The court then suggested that the two-stage Facebook warrants may have violated the Fourth Amendment, although the court did not rule on the issue because the good-faith exception to the exclusionary rule applied.

Monday, August 21, 2017

Total Eclipse ... of the Heart

I love that Bonnie Tyler is performing Total Eclipse of the Heart today.

But the eclipse isn't enough for Judge Merryday out of the Middle District to allow a continuance so that a government agent could go see it:

Friday, August 18, 2017

Congratulations to Judge Robert Scola for being named to the Defender Services Committee.

Congratulations to Judge Robert Scola for being named to the Defender Services Committee.



Defender Services Committee
Chief Justice John G. Roberts, Jr. appointed the following new members to the Defender Services Committee.  Their terms begin October 1, 2017.

New Members:
Hon. Micaela Alvarez (5th Circuit representative - TX-S)
Hon. Judith Ellen Levy (6th Circuit representative - MI-E)
Hon. Robert N. Scola, Jr. (11th Circuit representative - FL-S)
Hon. Ketanji Brown Jackson (DC Circuit representative - DC)
There is another Miami connection to the committee -- Judge Brown Jackson is a Miami native and went to Palmetto High.

Thursday, August 17, 2017

11th Circuit vs. then-Judge Gorsuch

The 11th Circuit, per Judge Dubina, issued an opinion today disagreeing with then-Judge Gorsuch in United States v. Games-Perez. 667 F.3d 1136, 1142 (10th Cir. 2012) (Gorsuch, J., concurring in judgment).

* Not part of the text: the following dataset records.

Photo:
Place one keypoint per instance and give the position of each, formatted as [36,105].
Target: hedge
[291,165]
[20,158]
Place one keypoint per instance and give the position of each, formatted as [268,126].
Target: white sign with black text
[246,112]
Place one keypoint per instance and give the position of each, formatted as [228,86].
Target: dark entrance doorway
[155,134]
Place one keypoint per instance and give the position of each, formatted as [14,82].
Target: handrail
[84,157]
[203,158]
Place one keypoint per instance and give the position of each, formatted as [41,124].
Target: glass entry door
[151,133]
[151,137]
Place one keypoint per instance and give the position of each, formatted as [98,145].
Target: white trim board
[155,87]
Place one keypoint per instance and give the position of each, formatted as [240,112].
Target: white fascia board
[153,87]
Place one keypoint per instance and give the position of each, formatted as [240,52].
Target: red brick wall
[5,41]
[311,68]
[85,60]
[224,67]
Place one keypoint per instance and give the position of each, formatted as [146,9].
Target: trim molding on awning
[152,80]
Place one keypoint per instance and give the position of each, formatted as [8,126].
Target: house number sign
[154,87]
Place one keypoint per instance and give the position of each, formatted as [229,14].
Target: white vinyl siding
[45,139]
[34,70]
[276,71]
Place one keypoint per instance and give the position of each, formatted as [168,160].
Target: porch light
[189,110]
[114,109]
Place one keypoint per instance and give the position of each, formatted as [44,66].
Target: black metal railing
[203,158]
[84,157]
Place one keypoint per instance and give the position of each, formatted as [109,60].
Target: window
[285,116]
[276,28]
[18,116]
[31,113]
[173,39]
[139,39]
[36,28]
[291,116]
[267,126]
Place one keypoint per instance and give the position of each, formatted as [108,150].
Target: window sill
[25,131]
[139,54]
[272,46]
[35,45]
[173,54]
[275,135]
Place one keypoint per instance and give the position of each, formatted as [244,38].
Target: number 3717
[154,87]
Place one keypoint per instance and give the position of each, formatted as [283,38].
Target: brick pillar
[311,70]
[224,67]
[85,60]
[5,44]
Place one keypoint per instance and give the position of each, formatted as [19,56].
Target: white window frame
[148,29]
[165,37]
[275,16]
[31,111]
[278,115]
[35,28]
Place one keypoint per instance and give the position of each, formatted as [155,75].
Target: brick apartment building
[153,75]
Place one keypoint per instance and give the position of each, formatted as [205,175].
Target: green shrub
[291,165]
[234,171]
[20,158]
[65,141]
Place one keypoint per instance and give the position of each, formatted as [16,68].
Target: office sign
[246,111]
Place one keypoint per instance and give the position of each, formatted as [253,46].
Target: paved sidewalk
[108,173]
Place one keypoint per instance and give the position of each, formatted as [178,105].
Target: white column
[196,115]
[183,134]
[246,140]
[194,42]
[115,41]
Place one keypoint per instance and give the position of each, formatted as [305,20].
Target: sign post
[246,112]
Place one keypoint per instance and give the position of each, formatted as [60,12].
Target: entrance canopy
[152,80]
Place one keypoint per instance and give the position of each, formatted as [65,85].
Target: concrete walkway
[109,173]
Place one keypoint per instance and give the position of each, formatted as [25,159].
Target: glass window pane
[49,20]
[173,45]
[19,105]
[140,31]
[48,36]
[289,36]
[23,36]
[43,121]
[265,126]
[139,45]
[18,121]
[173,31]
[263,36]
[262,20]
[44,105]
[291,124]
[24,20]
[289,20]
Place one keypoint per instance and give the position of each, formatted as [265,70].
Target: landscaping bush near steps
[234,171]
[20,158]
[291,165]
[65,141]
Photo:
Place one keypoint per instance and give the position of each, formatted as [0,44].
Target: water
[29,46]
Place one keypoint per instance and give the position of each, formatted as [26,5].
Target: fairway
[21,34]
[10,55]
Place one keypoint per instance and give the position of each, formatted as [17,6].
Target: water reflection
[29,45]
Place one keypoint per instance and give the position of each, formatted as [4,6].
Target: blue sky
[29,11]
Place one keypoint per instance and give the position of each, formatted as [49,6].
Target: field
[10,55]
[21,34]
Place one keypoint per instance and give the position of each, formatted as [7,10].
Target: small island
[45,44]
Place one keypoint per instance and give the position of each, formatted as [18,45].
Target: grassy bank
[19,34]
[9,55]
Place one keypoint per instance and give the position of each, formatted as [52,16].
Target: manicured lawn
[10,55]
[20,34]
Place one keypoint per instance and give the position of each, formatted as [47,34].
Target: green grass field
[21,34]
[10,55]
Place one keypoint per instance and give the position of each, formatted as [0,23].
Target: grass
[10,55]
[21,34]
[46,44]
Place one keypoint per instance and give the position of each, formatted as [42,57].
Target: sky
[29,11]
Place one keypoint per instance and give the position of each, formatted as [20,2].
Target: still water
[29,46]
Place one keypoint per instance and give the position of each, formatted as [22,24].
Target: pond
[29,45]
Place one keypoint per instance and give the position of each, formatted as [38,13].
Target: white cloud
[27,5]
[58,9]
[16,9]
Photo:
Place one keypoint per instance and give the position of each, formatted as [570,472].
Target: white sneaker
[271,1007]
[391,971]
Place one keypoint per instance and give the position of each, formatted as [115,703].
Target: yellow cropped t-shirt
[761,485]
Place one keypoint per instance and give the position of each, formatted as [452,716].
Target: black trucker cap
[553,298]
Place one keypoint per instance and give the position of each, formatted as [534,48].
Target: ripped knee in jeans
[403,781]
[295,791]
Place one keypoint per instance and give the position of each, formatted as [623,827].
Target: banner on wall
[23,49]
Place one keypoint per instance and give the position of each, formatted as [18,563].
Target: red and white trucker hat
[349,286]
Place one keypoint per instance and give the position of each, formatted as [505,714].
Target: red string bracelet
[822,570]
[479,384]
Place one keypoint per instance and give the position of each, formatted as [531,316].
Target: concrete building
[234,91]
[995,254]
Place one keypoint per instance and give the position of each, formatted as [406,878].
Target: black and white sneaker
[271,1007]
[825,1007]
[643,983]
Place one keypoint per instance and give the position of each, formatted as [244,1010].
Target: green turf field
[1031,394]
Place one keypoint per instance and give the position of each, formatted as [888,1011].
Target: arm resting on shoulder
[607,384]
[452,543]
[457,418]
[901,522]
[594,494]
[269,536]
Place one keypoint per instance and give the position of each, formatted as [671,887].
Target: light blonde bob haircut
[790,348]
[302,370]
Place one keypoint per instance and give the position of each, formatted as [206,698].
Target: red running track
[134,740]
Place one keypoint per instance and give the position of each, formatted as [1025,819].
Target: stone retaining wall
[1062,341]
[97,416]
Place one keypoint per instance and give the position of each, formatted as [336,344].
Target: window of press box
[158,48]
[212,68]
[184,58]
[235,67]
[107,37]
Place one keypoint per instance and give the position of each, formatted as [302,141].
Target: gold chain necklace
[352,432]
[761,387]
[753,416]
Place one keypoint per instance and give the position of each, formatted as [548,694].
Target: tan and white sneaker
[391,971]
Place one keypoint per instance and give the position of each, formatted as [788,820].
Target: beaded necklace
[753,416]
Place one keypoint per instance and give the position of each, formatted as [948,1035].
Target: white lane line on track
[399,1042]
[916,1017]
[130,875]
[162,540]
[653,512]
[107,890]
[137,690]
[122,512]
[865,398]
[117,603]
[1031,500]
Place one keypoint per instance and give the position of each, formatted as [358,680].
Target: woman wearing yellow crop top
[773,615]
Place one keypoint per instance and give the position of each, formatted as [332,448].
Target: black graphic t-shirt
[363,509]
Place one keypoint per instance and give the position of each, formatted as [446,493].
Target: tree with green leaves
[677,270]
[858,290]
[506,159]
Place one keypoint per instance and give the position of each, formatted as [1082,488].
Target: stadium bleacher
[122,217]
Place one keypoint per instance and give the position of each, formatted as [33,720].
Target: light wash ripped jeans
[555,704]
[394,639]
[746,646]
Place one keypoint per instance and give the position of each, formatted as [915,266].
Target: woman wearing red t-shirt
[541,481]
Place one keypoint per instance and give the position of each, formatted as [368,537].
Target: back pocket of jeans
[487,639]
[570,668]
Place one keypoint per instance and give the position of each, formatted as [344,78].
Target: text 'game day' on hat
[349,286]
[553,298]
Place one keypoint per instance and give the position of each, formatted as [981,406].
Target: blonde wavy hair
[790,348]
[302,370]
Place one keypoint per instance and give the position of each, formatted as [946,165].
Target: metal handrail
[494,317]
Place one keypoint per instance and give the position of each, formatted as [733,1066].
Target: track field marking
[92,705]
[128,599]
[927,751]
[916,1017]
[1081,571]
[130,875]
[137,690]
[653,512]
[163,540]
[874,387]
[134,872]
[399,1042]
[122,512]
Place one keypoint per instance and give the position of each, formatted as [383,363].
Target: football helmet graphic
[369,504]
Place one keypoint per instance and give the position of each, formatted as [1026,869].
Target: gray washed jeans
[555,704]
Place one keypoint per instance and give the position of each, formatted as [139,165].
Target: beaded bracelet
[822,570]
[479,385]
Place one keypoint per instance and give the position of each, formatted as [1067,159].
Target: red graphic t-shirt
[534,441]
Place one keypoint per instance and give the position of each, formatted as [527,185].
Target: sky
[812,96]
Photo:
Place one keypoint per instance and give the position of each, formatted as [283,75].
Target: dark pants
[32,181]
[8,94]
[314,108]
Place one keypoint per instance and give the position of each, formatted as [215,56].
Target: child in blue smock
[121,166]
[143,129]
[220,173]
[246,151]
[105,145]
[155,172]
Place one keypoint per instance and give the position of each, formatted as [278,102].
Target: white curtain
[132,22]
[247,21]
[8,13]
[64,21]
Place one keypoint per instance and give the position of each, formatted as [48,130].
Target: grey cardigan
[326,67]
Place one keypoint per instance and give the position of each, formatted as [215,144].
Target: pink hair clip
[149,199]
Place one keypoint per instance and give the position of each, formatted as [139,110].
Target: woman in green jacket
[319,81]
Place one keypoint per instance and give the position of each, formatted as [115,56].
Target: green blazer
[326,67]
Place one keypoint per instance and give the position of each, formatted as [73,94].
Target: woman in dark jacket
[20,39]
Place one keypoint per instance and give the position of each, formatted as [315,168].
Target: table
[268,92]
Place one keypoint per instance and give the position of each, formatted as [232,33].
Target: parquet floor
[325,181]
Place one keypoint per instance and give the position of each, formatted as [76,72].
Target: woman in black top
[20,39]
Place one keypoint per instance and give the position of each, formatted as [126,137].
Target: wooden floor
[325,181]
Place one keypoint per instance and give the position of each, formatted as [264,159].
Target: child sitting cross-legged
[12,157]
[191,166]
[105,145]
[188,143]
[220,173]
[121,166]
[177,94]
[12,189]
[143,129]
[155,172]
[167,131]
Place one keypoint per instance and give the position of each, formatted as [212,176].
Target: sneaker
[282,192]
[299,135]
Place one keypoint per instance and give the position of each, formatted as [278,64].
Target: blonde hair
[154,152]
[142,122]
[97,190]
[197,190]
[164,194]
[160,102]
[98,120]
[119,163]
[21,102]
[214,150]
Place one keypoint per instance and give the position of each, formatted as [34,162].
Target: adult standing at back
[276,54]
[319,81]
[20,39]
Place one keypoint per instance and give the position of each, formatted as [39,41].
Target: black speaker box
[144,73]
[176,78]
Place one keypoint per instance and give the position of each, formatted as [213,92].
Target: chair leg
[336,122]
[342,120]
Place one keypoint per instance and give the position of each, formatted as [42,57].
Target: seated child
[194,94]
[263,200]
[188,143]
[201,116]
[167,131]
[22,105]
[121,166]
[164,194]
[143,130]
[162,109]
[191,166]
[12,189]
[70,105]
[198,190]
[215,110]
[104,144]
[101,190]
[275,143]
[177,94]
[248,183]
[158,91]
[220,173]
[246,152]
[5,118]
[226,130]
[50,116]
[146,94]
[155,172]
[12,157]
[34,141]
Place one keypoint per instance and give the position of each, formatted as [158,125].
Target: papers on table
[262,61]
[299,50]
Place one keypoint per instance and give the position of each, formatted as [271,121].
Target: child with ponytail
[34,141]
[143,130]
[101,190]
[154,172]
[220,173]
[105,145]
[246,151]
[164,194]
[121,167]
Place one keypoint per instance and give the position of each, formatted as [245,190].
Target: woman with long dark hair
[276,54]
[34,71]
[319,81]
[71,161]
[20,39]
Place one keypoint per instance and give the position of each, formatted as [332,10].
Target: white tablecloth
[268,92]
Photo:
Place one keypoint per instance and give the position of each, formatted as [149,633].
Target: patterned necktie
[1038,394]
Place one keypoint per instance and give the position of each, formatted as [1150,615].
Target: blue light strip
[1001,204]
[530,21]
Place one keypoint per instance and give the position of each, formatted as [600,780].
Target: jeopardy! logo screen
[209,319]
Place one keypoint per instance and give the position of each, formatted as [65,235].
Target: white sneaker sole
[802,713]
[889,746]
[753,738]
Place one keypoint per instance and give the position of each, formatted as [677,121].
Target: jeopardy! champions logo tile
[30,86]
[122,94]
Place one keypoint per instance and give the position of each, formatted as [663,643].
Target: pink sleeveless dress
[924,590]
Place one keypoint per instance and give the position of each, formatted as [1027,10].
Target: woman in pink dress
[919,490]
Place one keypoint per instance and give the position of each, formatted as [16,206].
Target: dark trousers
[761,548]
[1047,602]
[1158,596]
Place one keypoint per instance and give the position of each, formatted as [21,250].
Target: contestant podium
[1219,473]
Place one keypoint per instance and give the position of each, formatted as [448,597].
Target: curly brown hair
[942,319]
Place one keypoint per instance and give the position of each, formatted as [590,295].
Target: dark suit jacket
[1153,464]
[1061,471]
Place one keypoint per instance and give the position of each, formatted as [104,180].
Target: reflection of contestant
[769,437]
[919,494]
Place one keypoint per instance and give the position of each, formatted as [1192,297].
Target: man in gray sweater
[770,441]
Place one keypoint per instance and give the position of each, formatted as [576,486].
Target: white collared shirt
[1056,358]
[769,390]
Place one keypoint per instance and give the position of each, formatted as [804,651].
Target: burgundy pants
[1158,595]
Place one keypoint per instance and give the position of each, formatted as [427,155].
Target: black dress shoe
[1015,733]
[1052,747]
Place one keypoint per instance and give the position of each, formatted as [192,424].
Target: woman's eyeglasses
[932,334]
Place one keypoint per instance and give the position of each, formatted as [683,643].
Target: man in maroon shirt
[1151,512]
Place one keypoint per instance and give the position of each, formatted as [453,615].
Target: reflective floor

The Gorsuch opinion was defendant friendly on the issue of mens rea. Unsurprisingly, the 11th Circuit opinion is not:
As Rehaif points out, the strongest argument in favor of requiring proof of mens rea with respect to the status element is laid out in then-Judge, now Justice Gorsuch’s concurrence in United States v. Games-Perez. 667 F.3d 1136, 1142 (10th Cir. 2012) (Gorsuch, J., concurring in judgment). Acknowledging that prior precedent dictated that the mens rea requirement does not apply to the status element, then-Judge Gorsuch concluded that the plain language of the statute compelled the opposite conclusion. Id. (“[Prior precedent] reads the word “knowingly” as leapfrogging over the very first § 922(g) element and touching down only at the second. This interpretation defies linguistic sense—and not a little grammatical gravity.”). In drawing such a conclusion, then-Judge Gorsuch noted that, “Congress gave us three elements in a particular order. And it makes no sense to read the word “knowingly” as so modest that it might blush in the face of the very first element only to regain its composure and reappear at the second.” Id. at 1144. He also pointed out that “[t]he Supreme Court has long held that courts should presum[e] a mens rea requirement attaches to each of the statutory elements that criminalize otherwise innocent conduct.” Id. at 1145 (quotations omitted) (alteration in original).
While then-Judge Gorsuch opined that § 922(g) “is a perfectly clear law as it is written, plain in its terms, straightforward in its application,” id., there is evidence to suggest otherwise. The fact that § 924(a)(2) only punishes defendants who “knowingly violate” § 922(g) begs the question “what does it mean to knowingly violate the statute?” Does the statute proscribe merely conduct, or both conduct and the surrounding circumstances that make the conduct a federal crime? See United States v. Langley, 62 F.3d 602, 613 (4th Cir. 1995) (en banc) (Phillips, J., concurring in part and dissenting in part) cert. denied, 516 U.S. 1083, 116 S. Ct. 797 (1996). While the defendant’s status might be inextricably tied to the violation, the actual violation occurs when the defendant knowingly possesses a firearm.